One of the candles had burned down and went out with a small spiral of smoke. Corso could hear the violin being played somewhere in the house. He laughed dryly again, and the flames of the candelabra made shadows dance on his face as he leaned over to light a cigarette. He straightened and listened. The music was a lament that floated through the dark empty rooms with their remnants of dusty, worm-eaten furniture, painted ceilings, stained walls covered with spiderwebs and shadows; with their echoes of footsteps and voices extinguished long ago. And outside, above the rusty railings, the two statues, one with its eyes open in the darkness, the other covered by a mask of ivy, listened motionless, as time stood still, to the music that Victor Fargas played on his violin to summon the ghosts of his lost books. ‘
CORSO RETURNED To THE village on foot, his hands in his coat pockets and his collar turned up. It took him twenty minute
s on the deserted road. There was no moon, and he walked into large patches of darkness beneath the black canopy of trees. The almost total silence was broken only by the sound of his shoes crunching on the gravel at the side of the road, and by the channels of water coursing down the hill between rockrose and ivy, invisible in the darkness.

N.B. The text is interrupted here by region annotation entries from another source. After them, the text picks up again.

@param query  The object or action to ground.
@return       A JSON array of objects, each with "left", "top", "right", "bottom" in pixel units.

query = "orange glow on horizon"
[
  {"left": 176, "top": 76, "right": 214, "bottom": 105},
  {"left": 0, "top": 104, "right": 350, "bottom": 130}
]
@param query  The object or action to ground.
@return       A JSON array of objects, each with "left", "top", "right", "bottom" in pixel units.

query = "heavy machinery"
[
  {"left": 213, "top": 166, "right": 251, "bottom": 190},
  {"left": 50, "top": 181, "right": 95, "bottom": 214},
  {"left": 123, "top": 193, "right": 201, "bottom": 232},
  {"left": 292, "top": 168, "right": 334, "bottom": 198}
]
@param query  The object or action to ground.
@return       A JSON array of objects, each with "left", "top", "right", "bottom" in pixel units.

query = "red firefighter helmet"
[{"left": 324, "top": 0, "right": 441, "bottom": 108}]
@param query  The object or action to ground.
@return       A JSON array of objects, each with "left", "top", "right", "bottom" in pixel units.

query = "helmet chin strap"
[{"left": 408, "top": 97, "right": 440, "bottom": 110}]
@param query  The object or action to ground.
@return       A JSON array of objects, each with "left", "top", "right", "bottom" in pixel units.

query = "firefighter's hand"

A car came from behind and overtook him. Corso saw his own shadow, saw its enlarged, ghostly outline glide undulating across the nearby tree trunks and farther dense woods. Only when he was again enveloped in shadow did he breathe out and feel his tense muscles relax. He wasn’t one who expected ghosts around every corner. Instead he viewed things, however extraordinary they were, with the southern fatalism of an old soldier, a fatalism no doubt inherited from his great-greatgrandfather Corso. However much you spurred your horse in the opposite direction, the inevitable was always lurking at the gate of the nearest Samarkand, picking its nails with a Venetian dagger or Scottish bayonet. Even so, since the incident in the street in Toledo, Corso felt understandably apprehensive every time he heard a car behind him.
Maybe because of this, when the lights of another car pulled up beside him, Corso turned sharply and moved his canvas bag to his other shoulder. He found his bunch of keys inside his coat pocket. It was not much of a weapon, but with it he could poke out the eye of an attacker. But there seemed no reason to worry. He saw a large, dark shape, like that of an old berlin carriage, and inside, lit by the faint glow from the dashboard, the profile of a man. His voice was friendly, well educated.